MAICgregator License Preamble

18 April 2009

Free software licenses are a strange beast—or perhaps better described, virus. For commercial enterprises have deemed the most famous free software license, the GPL, in exactly those terms. While indeed the GPL makes it more likely for the fundamental source code to be available for a particular piece of software, it is also written in a way that allows the source code to easily make its way into the corporate world. When IBM starts touting the "benefits" of free software (or, more correctly, "open source software"), whither free software? There is strangeness afoot, especially when we see these ideas of "openness" being applied to other areas of cultural production, as with Creative Commons. Certain types of free software licenses, including the GPL, allow code to easily pass from the non-commercial to the commercial and back again, creating a transit loop that erases the very real differences between these vastly different types of institutions. "Non-commericial" clauses eliminate the possibility of small organizations from using materials to support their activities, further enforcing the idea of precarity.

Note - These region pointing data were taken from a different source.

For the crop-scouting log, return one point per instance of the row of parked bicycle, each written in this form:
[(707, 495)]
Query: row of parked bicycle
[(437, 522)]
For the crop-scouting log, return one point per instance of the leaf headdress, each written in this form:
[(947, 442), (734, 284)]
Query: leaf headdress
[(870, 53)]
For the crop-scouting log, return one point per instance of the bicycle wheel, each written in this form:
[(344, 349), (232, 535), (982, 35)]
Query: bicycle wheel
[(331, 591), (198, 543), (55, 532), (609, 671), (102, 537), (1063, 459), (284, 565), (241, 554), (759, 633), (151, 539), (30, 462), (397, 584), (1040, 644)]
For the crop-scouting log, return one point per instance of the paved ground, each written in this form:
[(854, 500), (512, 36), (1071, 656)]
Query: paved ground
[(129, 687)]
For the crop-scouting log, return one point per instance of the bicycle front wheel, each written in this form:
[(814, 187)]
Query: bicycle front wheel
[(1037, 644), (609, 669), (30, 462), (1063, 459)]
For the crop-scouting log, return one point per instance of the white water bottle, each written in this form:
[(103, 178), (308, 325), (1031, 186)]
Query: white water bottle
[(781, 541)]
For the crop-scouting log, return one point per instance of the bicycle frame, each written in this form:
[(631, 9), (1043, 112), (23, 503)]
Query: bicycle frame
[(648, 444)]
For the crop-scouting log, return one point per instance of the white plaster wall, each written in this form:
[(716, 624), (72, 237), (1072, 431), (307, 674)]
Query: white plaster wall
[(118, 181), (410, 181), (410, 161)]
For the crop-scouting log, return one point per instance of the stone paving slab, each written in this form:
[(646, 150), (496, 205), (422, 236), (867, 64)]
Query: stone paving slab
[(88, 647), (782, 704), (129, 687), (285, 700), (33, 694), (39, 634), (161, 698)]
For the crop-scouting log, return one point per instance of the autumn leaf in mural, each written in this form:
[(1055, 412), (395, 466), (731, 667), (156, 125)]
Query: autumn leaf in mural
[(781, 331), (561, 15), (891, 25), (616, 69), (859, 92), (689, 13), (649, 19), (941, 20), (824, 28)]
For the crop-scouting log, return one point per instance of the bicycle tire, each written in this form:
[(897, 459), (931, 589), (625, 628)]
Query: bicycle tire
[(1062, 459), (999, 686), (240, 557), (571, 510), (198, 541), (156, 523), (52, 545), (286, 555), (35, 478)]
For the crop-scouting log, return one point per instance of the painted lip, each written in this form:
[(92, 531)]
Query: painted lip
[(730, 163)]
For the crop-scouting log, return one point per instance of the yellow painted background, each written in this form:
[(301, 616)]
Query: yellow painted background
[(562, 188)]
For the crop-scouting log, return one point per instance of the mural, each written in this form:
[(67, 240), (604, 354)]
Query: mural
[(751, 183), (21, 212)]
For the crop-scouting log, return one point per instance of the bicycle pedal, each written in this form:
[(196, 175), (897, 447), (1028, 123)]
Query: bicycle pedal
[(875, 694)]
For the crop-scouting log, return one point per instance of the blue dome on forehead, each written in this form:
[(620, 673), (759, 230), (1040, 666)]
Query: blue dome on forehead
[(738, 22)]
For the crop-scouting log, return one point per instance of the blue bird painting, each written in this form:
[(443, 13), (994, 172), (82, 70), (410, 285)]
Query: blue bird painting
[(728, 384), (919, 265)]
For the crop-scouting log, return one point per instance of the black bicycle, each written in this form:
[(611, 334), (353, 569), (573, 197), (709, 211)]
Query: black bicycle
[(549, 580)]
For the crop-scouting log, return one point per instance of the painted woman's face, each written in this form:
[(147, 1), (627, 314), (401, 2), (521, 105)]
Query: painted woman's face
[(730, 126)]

This is an understudied and underexplored area that is thankfully receiving some interest through the work of many people, most notably Matteo Pasquinelli. In his recent book, Animal Spirits: A Bestiary of the Commons he describes the strangeness of these recent calls for a new "commons" and the ways in which this rhetoric of culture easily gets re-inscribed in ideas of precarity and "creative cities". (For a precis of the arguments in the book, read his The ideology of free culture and the grammar of sabotage.)

Thus, what is urgently needed is an examination of how free software licenses contribute to this neoliberal rhetoric, as well as how we, as software developers, activists, and intellectuals, can playfully create new forms of licenses that highlight our concerns. The license for MAICgregator is early attempt at that; there will surely be others.

MAICgregator License

In the following, "website" refers to the MAICgregator website and all of its associated pages, hosted at http://maicgregator.org. "Software" refers to the code for the Firefox add-on as well as the code for the server.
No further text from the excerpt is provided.